President Abraham Lincoln issued the Emancipation Proclamation on January 1, 1863, as the nation was embattled in its third year of bloody civil war. The proclamation declared “all persons held as slaves within any State or designated part of a State … shall be then, thenceforward, and forever free; and the Executive Government of the United States … will recognize and maintain the freedom of such persons, and will do no act or acts to repress such persons, or any of them, in any efforts they may make for their actual freedom.” This proclamation changed the federal legal status of more than 3.5 million enslaved blacks.
When I was growing up, I sincerely believed that when the Emancipation Proclamation was the day ALL slaves were free. It wasn’t until I was an adult that I learned that on June 19, 1865, Union general Gordon Granger arrived in Galveston and issued General Order Number 3, which read, "The people of Texas are informed that, in accordance with a proclamation from the Executive of the United States, all slaves are free.” That was two and a half years after the Emancipation Proclamation was issued. Two and a half years of continued fighting and hundreds of thousands of blacks still enslaved. Growing up, my classroom textbooks proclaimed Lincoln’s Emancipation as the date signaling the end of slavery and little, or nothing that I can remember, on the impact of General Granger’s arrival on June 19th, the moment when emancipation finally reached those in the deepest parts of the former Confederacy.
It wasn’t until 1980, over 100 years later, that Juneteenth became an official state holiday, through the efforts of Al Edwards, an African American State legislator. The successful passage of this bill marked Juneteenth as the first emancipation celebration granted official state recognition.

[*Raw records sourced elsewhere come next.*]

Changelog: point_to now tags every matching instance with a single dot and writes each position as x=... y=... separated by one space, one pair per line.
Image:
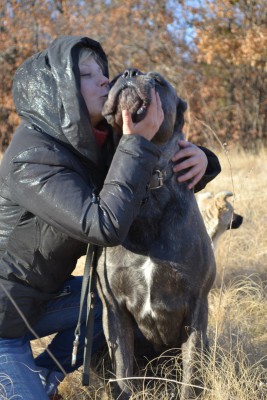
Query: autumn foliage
x=213 y=52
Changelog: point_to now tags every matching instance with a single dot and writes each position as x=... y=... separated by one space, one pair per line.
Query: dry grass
x=238 y=308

This year, I was able to attend a Juneteenth celebration in Dallas. I’ve been interested in attending a Juneteenth celebration for years, but was worried that as a white person, I would be intruding on something — that it wasn’t my place. I didn’t want to encroach on someplace I didn’t belong, but when I got there, I was nothing but embraced.
I heard an individual speak about why they are not surprised that Juneteenth isn’t recognized as a national holiday. While we have July 4th as “Independence Day,” that day does not truly reflect freedom for all. He explained that in a lot of ways, Juneteenth epitomizes that liberty, justice and freedom for all have always been delayed for black people. In the years after the civil war black people were subjected to lynching, the victims of Jim Crow laws and segregation. Still today blacks are disproportionally incarcerated, are subjected to discriminatory housing policies, and continue to be harassed with racial profiling and police brutality. These incidents make it clear that while progress has been made in black America’s 150 years out of slavery, extensive barriers are still utilized that continue to thwart progress.
Another individual spoke about how blacks continue to play an active role in the fight for freedom and that idea of promoting freedom for blacks is and remains a constant struggle that requires vigilance and because of that it’s imperative to not forget the history of black emancipation.
I heard one teenage girl say that she has never learned about Juneteenth in school, that she only knows about it from her own family tales and celebration. Another teenager told me that she only celebrates Juneteenth and doesn’t celebrate the 4th of July because it doesn’t represent the liberation and freedom of all races in America. She said that celebrating Juneteenth is a way to get back to her cultural center and celebrate our human rights milestone. She said ,“I have known nothing but freedom, but we’re not truly free if even one of us is erroneously chained.”
The last speaker spoke about how she is dubious about how free blacks are even today — not only because of police brutality against black people, but because less obvious things like black girls being discouraged from rocking their natural hair.
One of my closest friends summed it up like this to me: “For me, as a young queer black man living in a red state that has not done much to really push black history and its significance within this country — granted I feel like most of the country doesn't accept black history is American history unless you are black — it is extremely important because it is a part of my history.
Juneteenth should be celebrated as much as it is acknowledged, but the problem for me is that I don't feel as if most Americans really know or understand what Juneteenth means or even what it is. It is a part of American history that marks a turning point for a people that were and are still segregated, stereotyped, belittled, and degraded for the color of their skin and not judged on the content of their character. To me Juneteenth doesn't mean much, because we still live in a world, in a country that places people and boxes, incarcerates them in cages, and locks people away from the resources that they need to survive. If we lived in a society that understood freedom marks progression instead of regression, then I believe we could and would celebrate Juneteenth as a national holiday. Unfortunately that isn't the world we live in, but I am hopeful that one day people will recognize the importance a black history and accept that it is the truest part of American history, and hopefully with that knowledge we will be able to celebrate not only Juneteenth, but all other aspects of things we as Americans choose to ignore.